Egyptian state TV reported that seven pro-Morsi protesters had been arrested for possession of illegal weapons.
More deaths were reported in separate clashes in Qalyubiya province, north of Cairo.
On Monday, Mr Morsi’s family said they had had no contact with him and confirmed they were appealing to the International Criminal Court to launch an investigation into the events leading up to his overthrow.
“We are taking local and international legal measures against Abdul Fattah al-Sisi, the leader of the bloody military coup, and his putschist group,” his daughter, Shaimaa Morsi, told reporters.
Earlier this month, the Egyptian public prosecutor’s office said it had launched an investigation into complaints against ousted Mr Morsi and members of the Muslim Brotherhood.
Egypt’s political roadmap
- 10 legal and constitutional experts have 30 days to draft changes
- Panel of 50 people from across Egyptian society consider amendments
- Final draft put to referendum
- Parliamentary elections early 2014, followed by presidential elections
These complaints included allegations of spying, inciting violence, attacking military barracks and damaging the economy. The prosecutor did not specify who had filed the complaints.

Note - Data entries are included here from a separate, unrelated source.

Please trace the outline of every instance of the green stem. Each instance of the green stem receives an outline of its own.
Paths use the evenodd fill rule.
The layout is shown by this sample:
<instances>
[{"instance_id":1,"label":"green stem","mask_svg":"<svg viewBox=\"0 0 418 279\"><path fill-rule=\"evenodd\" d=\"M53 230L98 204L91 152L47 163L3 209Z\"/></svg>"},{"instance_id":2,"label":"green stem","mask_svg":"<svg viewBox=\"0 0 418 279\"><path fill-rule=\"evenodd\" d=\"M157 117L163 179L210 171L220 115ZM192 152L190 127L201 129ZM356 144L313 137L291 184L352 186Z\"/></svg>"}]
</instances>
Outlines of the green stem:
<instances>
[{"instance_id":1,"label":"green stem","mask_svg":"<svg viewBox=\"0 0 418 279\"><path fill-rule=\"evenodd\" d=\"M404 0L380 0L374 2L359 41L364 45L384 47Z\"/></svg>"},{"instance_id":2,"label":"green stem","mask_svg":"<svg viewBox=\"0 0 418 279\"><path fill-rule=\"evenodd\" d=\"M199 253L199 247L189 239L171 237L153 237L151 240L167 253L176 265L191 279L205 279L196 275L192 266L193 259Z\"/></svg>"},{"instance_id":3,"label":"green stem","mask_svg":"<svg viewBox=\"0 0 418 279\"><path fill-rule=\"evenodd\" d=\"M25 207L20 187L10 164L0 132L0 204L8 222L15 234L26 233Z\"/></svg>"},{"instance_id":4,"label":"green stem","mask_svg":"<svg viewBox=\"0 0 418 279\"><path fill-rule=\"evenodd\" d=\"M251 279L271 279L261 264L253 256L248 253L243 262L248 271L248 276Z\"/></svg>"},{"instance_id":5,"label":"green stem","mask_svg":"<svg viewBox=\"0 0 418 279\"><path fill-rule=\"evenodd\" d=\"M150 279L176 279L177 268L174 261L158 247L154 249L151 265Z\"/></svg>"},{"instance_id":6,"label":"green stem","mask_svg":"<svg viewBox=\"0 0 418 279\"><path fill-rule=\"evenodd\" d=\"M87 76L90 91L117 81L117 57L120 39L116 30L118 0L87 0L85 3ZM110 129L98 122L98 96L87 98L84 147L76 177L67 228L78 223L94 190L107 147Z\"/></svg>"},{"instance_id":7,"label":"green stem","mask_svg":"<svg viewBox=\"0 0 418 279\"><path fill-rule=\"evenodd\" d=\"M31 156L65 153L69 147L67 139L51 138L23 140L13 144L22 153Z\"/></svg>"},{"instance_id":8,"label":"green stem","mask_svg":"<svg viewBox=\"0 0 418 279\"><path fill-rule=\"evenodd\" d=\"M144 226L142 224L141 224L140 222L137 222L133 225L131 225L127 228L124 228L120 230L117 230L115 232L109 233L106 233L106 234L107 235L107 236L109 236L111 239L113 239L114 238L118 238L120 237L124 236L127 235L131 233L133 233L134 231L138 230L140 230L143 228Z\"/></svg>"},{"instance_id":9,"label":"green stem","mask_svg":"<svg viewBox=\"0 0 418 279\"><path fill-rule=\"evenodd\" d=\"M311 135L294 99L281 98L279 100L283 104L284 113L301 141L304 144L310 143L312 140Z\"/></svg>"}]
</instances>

Several countries, including the United States, have called for Mr Morsi’s release.
But Egypt’s caretaker authorities insist he is being held in a “safe place”.
Interim President Adly Mansour repeated calls for reconciliation in a nationally televised speech on Monday evening.
“We want to turn a new page in the nation’s book of history, without rancour, hatred or confrontation,” he said.
Mr Mansour has appointed a panel of experts tasked with amending the constitution, which was suspended when Mr Morsi was deposed. The interim leader plans to hold fresh parliamentary elections by early 2014.
But the Muslim Brotherhood has rejected any “national dialogue” with the army unless Mr Morsi is reinstated, along with the now-dissolved upper house of parliament and the suspended constitution.